Another problem highlighted was deeper digging of marginal agricultural land to improve its usefulness; this created “fast tracks” for storm water which just made its way to the nearest river, stream or lake.
The National Roads Association was surprised at that time by the flooding of the M4 in Kildare, near Maynooth. “The area around Maynooth is very flat and quite a lot of housing development has taken place there since the motorway was built, which wouldn’t have helped,” said its spokesperson. “But what happened at the weekend was exceptional and all we can do is hope that it won’t happen again.”
The danger of living in “hope” in relation to flooding is obvious given the scale of climate change. It is as useful as the assertion a decade ago of Independent TD Danny Healy-Rae: “God above is in charge of the weather, and we here can’t do anything about it.”
The Climate Research Centre in Maynooth, Icarus, noted in 2018 that “Ireland is the wettest it has been in more than 300 years”. Flooding events are now an annual occurrence. As environmental journalist John Gibbons put it in his book The Lie of The Land last year, “the rest of this century will be a rolling battle to hold back water, be it from rising sea levels, violent storm surges or increasingly intense downpours. In many cases, this will involve a staged retreat from areas that are impossible or simply too expensive to defend.”
Another key message of his book is that delaying investment in climate-change adaptation now will lead to a much heavier price. Intense flooding has the capacity to sink us in more ways than one, and that requires innovative responses.
Trinity College Dublin Geographer Mary Bourke spoke powerfully on RTÉ during the week about nature-based solutions to this crisis. A paper she authored with botanist Marcus Collier in 2020 emphasised the merits of a green infrastructure approach as a “key engineering as well as societal solution” regarding riverside areas and flood alleviation. It highlights the merits of a “scaling-out” of nature-based solutions to complement engineering and technical solutions.
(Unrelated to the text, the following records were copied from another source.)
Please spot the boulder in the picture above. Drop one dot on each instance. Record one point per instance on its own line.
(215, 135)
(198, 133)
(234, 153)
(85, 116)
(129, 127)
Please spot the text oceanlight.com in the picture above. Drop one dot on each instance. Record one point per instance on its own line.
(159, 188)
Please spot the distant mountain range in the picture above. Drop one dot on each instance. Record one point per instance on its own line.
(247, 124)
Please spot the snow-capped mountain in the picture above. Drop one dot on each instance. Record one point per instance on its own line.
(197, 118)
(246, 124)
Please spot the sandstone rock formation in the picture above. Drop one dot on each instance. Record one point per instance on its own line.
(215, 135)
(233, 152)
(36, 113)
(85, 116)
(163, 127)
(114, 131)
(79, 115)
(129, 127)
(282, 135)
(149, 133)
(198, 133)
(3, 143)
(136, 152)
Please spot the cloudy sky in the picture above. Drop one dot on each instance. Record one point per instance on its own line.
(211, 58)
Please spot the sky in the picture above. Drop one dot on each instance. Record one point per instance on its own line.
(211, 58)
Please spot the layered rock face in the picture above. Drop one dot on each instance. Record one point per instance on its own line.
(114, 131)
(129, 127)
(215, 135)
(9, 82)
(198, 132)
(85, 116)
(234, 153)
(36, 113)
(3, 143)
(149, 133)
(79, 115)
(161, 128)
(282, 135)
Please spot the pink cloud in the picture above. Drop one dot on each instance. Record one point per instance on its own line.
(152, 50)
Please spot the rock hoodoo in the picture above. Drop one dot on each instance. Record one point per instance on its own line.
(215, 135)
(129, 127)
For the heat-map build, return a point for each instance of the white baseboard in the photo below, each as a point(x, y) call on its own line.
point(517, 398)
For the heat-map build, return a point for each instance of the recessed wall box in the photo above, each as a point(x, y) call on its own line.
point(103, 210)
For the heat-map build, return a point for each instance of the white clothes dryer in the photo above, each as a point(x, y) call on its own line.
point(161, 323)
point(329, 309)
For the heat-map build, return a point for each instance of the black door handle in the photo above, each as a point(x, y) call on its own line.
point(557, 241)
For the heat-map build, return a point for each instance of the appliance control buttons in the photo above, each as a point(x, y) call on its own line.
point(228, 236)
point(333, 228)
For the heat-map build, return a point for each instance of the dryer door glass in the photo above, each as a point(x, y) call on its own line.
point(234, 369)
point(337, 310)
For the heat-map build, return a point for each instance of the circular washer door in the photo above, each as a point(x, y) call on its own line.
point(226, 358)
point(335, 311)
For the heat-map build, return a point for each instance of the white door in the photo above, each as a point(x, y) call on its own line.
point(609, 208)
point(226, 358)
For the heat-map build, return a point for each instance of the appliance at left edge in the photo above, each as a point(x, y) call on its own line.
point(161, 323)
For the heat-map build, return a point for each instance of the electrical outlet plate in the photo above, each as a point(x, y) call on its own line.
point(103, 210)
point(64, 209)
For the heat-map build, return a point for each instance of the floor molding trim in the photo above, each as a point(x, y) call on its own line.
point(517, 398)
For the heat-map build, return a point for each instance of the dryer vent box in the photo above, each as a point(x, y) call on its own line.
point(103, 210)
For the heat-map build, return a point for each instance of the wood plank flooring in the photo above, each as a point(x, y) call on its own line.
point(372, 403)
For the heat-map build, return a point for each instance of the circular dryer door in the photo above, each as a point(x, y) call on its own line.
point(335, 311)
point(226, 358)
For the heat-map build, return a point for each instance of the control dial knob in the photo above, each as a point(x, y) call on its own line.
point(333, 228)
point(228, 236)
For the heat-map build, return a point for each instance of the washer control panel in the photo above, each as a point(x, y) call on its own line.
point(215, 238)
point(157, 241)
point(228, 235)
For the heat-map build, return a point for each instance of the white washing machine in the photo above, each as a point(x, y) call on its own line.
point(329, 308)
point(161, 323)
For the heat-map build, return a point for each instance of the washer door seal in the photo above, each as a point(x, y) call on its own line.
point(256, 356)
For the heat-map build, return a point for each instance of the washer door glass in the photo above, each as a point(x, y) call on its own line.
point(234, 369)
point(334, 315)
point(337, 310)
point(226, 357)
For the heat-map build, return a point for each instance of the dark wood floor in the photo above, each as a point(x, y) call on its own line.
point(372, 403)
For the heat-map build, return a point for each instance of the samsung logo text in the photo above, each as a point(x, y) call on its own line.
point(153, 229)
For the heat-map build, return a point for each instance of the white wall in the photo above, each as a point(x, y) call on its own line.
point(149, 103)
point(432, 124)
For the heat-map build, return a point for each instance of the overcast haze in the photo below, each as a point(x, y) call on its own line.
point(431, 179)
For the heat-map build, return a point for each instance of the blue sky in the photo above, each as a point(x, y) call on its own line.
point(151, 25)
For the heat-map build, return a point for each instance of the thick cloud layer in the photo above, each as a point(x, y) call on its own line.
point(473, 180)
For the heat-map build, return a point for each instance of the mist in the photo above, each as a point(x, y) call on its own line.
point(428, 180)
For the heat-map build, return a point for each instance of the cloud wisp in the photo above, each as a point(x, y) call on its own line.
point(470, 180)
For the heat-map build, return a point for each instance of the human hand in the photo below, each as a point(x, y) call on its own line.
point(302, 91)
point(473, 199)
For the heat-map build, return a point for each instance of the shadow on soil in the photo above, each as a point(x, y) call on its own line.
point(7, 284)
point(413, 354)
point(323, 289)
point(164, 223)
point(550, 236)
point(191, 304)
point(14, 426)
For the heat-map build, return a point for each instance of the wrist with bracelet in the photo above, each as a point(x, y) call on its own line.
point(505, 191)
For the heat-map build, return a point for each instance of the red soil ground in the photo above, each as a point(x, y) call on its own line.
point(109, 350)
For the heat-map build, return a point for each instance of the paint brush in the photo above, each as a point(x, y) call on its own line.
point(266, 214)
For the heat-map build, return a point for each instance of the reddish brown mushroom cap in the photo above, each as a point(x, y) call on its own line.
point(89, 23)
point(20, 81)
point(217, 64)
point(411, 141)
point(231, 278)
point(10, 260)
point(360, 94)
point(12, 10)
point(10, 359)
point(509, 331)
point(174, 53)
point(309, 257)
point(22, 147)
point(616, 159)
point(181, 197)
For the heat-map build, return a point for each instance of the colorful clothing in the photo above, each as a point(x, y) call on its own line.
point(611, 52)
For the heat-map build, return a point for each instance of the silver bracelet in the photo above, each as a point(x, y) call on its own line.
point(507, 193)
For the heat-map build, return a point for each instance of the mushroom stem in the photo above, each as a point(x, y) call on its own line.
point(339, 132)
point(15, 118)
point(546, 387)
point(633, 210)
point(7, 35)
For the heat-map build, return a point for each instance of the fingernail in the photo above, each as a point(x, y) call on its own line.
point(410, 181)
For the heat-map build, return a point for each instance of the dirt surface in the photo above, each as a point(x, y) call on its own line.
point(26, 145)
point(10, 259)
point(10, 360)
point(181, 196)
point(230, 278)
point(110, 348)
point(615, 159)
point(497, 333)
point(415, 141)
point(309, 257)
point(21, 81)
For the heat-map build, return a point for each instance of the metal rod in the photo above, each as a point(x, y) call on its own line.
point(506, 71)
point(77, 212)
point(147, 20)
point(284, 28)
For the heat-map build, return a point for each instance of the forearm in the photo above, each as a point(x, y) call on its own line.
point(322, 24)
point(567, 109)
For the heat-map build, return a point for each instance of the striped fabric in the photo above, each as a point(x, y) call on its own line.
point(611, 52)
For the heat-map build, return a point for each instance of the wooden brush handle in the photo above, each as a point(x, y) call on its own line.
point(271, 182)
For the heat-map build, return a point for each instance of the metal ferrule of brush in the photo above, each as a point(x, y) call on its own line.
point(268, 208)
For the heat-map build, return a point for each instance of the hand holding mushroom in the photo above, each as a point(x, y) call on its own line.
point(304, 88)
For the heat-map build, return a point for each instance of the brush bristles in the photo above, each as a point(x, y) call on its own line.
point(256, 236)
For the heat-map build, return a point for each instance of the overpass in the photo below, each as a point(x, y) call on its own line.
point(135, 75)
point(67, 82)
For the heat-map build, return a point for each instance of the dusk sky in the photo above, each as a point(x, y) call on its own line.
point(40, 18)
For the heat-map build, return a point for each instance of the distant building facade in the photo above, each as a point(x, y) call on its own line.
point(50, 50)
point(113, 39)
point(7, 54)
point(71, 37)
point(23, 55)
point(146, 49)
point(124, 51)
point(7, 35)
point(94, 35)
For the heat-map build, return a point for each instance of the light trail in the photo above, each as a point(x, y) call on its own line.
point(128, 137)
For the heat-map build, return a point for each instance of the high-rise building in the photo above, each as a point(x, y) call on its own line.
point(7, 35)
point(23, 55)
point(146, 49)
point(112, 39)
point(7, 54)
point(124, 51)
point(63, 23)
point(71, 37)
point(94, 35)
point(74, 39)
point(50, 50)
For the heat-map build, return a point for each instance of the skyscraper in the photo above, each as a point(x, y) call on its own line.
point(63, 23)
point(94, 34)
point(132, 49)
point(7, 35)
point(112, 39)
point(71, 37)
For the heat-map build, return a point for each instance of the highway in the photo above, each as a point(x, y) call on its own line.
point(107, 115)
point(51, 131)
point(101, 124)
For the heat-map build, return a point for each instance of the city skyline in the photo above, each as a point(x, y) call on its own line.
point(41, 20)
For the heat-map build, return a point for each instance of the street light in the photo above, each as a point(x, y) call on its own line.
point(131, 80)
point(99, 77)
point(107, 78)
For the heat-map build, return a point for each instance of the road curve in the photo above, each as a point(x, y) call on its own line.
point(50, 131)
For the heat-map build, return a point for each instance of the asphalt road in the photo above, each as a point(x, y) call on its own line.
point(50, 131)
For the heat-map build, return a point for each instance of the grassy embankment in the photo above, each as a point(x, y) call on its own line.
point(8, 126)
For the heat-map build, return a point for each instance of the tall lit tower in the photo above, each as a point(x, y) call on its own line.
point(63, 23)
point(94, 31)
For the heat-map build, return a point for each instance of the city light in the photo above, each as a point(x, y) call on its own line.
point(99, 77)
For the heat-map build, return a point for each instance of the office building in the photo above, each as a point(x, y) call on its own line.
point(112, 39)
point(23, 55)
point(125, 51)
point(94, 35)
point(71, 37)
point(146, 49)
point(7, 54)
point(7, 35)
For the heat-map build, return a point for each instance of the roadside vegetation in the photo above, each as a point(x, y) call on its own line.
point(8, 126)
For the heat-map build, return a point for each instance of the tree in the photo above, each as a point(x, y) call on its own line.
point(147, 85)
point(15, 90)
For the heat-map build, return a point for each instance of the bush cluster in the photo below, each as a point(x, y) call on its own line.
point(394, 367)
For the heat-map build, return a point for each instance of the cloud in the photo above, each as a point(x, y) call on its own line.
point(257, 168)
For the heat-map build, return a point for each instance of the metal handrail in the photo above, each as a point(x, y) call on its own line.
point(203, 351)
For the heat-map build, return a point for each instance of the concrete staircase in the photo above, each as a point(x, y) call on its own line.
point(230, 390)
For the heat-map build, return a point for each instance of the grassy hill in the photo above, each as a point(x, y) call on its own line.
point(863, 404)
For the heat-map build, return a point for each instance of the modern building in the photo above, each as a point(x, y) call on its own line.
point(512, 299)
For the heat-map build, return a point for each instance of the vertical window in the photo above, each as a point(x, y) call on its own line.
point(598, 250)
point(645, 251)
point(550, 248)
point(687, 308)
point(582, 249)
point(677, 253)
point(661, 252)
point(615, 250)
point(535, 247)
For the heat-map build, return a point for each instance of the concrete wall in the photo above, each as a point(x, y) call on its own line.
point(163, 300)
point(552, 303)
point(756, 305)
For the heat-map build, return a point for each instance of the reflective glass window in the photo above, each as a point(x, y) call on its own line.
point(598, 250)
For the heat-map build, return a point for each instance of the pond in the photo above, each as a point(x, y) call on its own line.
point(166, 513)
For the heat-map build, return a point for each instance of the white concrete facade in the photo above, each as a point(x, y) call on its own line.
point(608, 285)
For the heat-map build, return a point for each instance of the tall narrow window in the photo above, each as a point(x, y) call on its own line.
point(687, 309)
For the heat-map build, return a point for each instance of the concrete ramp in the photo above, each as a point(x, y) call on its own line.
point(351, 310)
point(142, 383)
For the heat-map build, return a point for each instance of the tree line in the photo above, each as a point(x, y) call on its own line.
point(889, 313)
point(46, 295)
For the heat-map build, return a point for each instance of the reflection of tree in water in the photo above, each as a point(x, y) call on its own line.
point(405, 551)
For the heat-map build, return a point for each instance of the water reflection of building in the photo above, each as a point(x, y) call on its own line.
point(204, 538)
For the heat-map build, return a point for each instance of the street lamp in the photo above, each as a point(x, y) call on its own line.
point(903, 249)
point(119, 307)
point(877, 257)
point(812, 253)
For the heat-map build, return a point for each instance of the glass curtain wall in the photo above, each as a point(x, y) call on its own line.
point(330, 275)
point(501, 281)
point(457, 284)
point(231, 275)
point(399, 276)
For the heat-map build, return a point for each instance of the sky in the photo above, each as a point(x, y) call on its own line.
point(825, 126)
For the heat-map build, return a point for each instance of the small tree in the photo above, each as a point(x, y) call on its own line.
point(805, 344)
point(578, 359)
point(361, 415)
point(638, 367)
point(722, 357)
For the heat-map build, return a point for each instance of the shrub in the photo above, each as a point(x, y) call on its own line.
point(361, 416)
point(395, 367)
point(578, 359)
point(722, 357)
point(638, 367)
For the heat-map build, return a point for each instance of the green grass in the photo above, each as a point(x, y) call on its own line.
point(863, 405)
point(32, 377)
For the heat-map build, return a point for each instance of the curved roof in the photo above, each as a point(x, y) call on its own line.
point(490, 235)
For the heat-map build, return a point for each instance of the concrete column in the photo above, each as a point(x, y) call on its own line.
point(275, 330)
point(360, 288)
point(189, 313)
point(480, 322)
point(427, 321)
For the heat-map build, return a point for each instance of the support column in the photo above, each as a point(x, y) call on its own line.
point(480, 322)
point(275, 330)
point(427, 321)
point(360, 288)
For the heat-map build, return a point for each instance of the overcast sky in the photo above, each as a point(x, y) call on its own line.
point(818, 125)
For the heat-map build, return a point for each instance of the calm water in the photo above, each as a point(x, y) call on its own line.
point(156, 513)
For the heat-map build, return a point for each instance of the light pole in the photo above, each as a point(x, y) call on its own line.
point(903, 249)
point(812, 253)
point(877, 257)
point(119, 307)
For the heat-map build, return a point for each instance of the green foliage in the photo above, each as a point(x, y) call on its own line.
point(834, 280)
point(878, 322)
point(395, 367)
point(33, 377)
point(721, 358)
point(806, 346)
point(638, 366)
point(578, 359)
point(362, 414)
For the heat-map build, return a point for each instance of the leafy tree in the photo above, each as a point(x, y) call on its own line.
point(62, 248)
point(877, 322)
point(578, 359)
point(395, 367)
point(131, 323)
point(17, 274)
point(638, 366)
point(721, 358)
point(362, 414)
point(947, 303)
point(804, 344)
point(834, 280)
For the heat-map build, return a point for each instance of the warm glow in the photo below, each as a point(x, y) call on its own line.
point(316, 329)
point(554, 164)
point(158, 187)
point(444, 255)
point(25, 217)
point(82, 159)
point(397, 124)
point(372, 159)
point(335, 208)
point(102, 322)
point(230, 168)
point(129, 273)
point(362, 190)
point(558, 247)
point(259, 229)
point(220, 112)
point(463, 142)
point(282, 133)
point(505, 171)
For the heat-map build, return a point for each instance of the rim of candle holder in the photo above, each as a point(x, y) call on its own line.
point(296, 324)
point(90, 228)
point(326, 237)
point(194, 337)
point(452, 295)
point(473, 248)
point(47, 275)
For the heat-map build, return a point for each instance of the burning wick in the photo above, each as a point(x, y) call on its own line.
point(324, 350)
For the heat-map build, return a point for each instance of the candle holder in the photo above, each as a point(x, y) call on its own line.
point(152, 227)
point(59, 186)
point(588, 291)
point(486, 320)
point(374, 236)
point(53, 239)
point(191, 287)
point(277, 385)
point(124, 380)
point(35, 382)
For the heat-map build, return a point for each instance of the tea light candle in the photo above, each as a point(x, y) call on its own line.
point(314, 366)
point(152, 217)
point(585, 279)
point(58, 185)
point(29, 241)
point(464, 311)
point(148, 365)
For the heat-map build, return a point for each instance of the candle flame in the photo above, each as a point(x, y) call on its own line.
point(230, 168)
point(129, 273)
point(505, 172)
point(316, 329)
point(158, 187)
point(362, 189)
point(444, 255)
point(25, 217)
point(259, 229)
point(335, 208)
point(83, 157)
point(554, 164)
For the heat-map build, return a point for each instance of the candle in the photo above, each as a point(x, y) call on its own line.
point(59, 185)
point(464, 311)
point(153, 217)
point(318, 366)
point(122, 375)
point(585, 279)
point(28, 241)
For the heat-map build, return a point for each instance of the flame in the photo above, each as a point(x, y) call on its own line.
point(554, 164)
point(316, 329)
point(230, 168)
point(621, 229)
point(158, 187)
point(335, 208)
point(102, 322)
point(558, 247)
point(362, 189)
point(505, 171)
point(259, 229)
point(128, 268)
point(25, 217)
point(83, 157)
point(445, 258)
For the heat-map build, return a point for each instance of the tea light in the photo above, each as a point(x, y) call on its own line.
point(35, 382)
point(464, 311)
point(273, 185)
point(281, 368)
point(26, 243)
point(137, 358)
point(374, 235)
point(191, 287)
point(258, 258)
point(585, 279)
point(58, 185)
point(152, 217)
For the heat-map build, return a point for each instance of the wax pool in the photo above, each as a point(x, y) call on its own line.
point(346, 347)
They cite one example of the extension of the Luas line being accompanied by embedding street trees in extensive pits to lessen the effect of storm water on the line. Also mentioned are vegetated buffer zones in riverside areas and constructed wetland for run-off management.
[ Facing hell and high water: The parts of Ireland threatened by rising floodwatersOpens in new window ]
What are termed “hard engineering solutions”, such as mechanised channel clearance and building defence embankments, cannot be exclusively relied on. There is no shortage of flood plans from the Office of Public Works, which liaises with the Environmental Protection Agency and local authorities to identify natural water retention measures that can also benefit biodiversity, but they need greater range and urgency.
Bourke emphasised this week the importance of community consultation and collaboration, which align with the assertion of leading climatologist John Sweeney that “decisions on how to cope with climate change ultimately have to be made at local level”. Working with nature will have to be a core part of that.